The analysis pipeline created for this project—including the use of CoralNet automated classifiers, purpose-built computer programs, data collection and management practices, and overall workflow—can be applied to continued surveys at Carrie Bow Cay and other reefs. This project serves as a proof of concept for further larger-scale reef monitoring programs in the Caribbean and beyond. Moving forward, this pipeline could be fully automated using CoralNet’s public API, released in early 202053. Images could be sorted, prepared, and analyzed with limited or no human intervention, thereby enabling analysis of even larger data sets and development of larger, more ambitious monitoring projects that will improve the conservation and management of coral reefs. While we resolved to the functional group level (e.g., stony corals, macroalgae, etc.), future refinements to the algorithm and improvements in computing power will likely extend classifications to the species-level.

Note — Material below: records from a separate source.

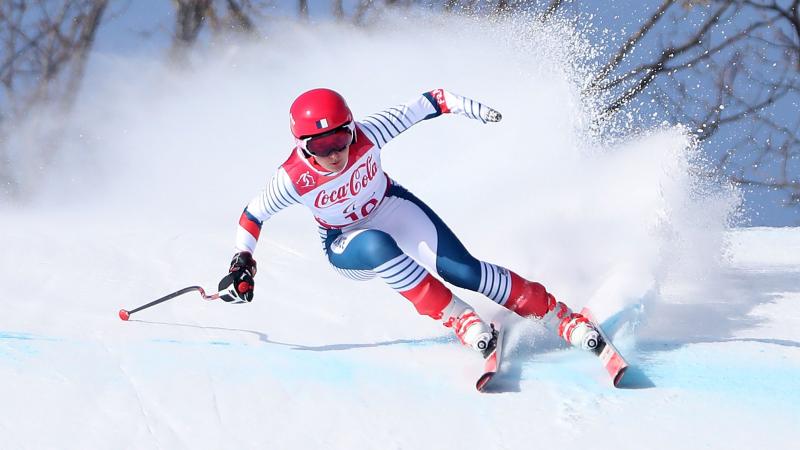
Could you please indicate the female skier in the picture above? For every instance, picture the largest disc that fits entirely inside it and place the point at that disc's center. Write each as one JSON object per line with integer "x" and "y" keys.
{"x": 371, "y": 226}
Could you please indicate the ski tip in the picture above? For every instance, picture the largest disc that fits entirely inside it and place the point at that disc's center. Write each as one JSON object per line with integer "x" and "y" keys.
{"x": 619, "y": 375}
{"x": 483, "y": 381}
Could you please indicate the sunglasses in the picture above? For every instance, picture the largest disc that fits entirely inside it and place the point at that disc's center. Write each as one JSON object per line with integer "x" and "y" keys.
{"x": 332, "y": 141}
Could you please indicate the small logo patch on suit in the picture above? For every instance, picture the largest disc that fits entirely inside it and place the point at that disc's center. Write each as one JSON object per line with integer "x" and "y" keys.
{"x": 306, "y": 179}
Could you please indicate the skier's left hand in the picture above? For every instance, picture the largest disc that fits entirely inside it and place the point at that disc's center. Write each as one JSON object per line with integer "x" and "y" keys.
{"x": 238, "y": 285}
{"x": 457, "y": 104}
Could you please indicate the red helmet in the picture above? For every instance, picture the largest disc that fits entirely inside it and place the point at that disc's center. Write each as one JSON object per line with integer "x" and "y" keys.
{"x": 318, "y": 111}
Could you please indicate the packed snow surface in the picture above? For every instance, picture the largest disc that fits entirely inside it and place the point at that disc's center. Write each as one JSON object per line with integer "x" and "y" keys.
{"x": 161, "y": 165}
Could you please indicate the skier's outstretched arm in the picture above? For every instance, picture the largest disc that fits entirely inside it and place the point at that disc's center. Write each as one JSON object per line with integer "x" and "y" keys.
{"x": 386, "y": 125}
{"x": 239, "y": 283}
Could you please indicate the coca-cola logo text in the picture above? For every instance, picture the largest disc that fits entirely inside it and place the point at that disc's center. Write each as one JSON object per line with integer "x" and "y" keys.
{"x": 359, "y": 179}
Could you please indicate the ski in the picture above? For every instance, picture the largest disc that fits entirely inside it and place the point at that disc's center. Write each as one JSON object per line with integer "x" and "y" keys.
{"x": 611, "y": 358}
{"x": 492, "y": 359}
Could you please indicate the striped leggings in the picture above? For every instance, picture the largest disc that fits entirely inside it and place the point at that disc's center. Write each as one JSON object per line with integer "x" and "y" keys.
{"x": 404, "y": 239}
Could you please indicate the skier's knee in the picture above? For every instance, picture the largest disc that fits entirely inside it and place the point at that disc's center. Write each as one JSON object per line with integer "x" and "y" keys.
{"x": 464, "y": 274}
{"x": 363, "y": 249}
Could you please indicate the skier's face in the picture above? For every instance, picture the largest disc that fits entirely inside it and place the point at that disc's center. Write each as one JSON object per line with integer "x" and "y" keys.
{"x": 334, "y": 162}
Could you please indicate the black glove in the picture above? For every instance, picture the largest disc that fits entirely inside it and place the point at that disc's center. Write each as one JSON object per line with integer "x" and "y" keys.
{"x": 238, "y": 285}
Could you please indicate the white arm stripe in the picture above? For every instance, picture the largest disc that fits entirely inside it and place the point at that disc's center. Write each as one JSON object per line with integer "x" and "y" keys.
{"x": 386, "y": 125}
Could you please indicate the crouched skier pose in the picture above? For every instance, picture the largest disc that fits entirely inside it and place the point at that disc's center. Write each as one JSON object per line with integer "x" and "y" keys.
{"x": 371, "y": 226}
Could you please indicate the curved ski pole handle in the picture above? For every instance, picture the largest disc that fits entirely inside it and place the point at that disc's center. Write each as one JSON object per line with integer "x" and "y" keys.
{"x": 125, "y": 314}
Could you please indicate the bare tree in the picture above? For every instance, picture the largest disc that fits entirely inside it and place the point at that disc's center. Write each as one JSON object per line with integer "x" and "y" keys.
{"x": 221, "y": 17}
{"x": 733, "y": 77}
{"x": 45, "y": 48}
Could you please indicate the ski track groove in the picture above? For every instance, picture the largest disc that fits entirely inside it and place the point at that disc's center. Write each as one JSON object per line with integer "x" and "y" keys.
{"x": 135, "y": 389}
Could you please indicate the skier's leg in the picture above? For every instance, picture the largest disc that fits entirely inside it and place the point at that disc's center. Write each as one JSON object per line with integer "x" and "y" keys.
{"x": 426, "y": 233}
{"x": 364, "y": 254}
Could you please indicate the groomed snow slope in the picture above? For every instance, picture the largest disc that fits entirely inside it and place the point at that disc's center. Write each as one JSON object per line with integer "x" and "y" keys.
{"x": 162, "y": 163}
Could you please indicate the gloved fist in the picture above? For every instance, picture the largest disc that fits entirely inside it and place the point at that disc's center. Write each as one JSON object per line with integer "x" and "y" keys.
{"x": 491, "y": 115}
{"x": 457, "y": 104}
{"x": 238, "y": 285}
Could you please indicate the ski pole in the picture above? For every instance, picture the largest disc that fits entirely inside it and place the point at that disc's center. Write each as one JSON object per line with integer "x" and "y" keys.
{"x": 125, "y": 314}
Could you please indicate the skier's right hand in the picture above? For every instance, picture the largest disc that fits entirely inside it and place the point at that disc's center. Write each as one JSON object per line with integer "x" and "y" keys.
{"x": 237, "y": 286}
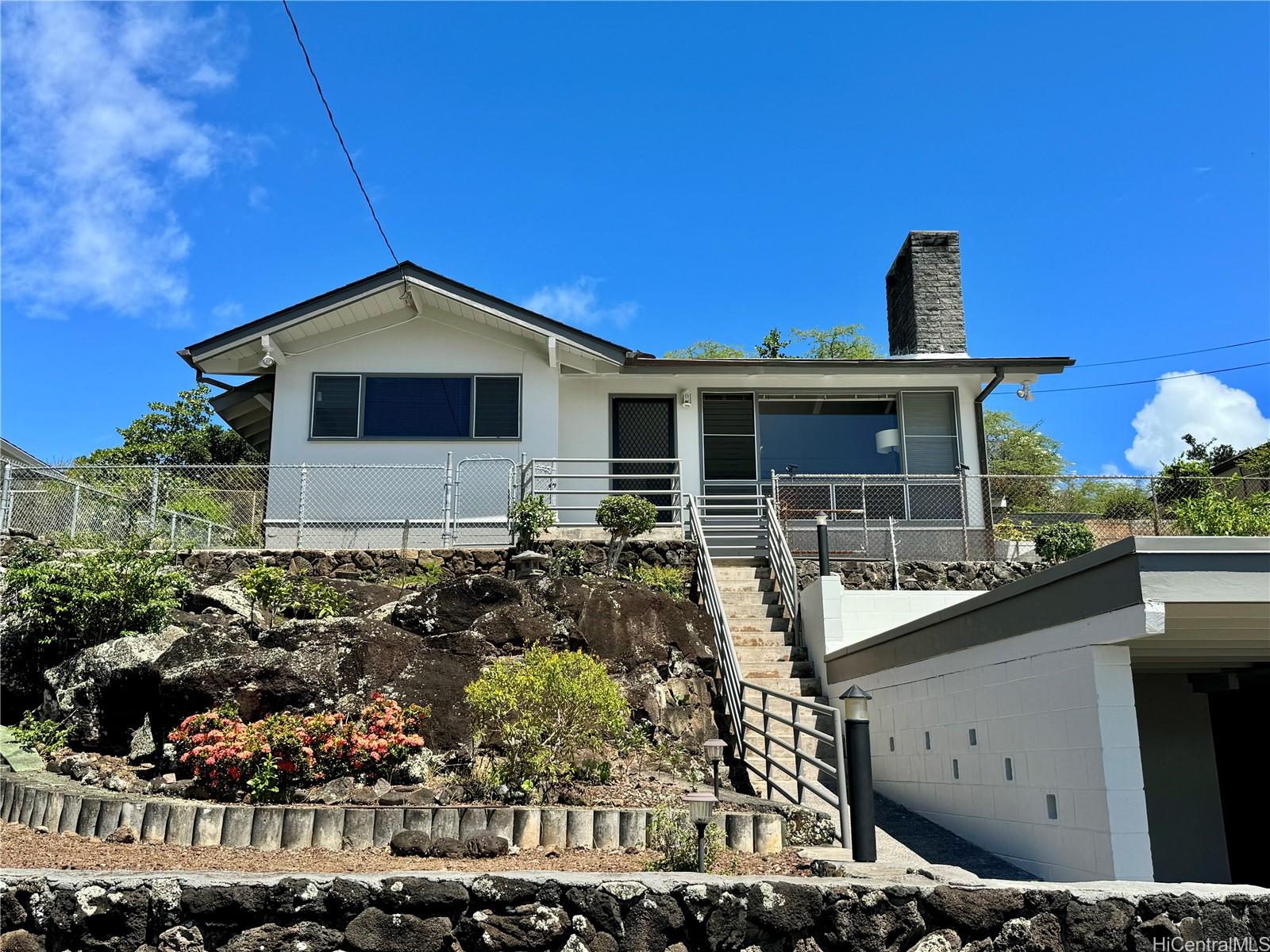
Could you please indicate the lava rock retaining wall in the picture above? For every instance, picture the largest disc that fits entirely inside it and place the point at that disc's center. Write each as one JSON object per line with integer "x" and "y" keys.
{"x": 371, "y": 565}
{"x": 186, "y": 823}
{"x": 921, "y": 575}
{"x": 588, "y": 913}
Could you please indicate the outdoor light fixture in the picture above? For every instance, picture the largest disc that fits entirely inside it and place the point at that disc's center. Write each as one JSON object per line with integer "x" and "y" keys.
{"x": 714, "y": 752}
{"x": 700, "y": 810}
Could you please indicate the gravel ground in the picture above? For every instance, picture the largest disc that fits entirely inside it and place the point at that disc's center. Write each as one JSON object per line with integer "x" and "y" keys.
{"x": 23, "y": 848}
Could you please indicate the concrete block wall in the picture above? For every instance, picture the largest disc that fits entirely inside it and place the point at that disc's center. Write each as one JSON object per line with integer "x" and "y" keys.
{"x": 1062, "y": 714}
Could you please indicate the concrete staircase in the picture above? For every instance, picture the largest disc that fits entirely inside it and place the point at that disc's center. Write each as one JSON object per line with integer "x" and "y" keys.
{"x": 766, "y": 654}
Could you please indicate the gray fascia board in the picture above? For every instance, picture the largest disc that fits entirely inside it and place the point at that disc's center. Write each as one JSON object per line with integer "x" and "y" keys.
{"x": 298, "y": 313}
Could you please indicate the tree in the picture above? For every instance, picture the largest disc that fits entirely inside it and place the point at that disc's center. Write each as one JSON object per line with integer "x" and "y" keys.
{"x": 772, "y": 346}
{"x": 842, "y": 342}
{"x": 706, "y": 351}
{"x": 175, "y": 435}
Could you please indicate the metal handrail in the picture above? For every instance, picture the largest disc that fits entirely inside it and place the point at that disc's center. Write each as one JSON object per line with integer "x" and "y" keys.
{"x": 784, "y": 566}
{"x": 734, "y": 693}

One potential source of error in our survey is the mixing of fixed vs. random transects: two sites used fixed transects (CBC Reef Central and South Reef Central, both forereef sites) while the remaining four varied the position of the transects slightly year-to-year to accommodate local conditions on the day of the survey. While an ideal survey design would implement totally fixed transects to increase precision and therefore increase the chances of capturing small scale changes, we believe our results are generally robust for a few reasons. First, the two fixed transects are on forereef sites where stony coral recovery is notably higher from 2014 to 2019: + 176% for South Reef Central and + 243% for CBC Reef Central. Second, we witnessed an incredible increase in stony coral cover at Tobacco Reef, also a forereef site: + 5100% since 2014, a consequence of transitioning from almost no coral cover (< 0.01%) in 2014 to a substantial cover of primarily A. cervicornis by 2019 (15.6%). This observation—while potentially due to shifting the transect on the scale of a few meters, although unlikely given the magnitude of the percent change—also agrees with anecdotal observations from researchers who have been working in the region for many years to decades, and further aligns with regional recovery recently reported in Mumby et al.44.

Despite our findings of a doubling in primarily forereef coral cover over 5 years, Caribbean corals continue to face threats that imperil their recovery and long-term prospects. Warming, ocean acidification, hurricanes, and overfishing continue to be prominent threats to reef health in the region38. Of particular and growing importance is the stony coral tissue loss disease, which originated in Florida54 and continues to expand south through Mexico55, Puerto Rico56, and Turks and Caicos57. Stony coral tissue loss disease was confirmed in northern Belize by the country’s national Fisheries Department in 2019 and has now reached central Belize in 2021 (pers. comm.).When the disease reaches Carrie Bow Cay, it will surely alter the trends reported here, as this disease has been linked to massive die-offs in Florida and Mexico55,58. The imaging analysis pipeline described here will streamline continued coral reef monitoring that is crucial for both charting the future trajectory of corals at Carrie Bow Cay and recognizing the first instances of novel impacts such as stony coral tissue loss disease.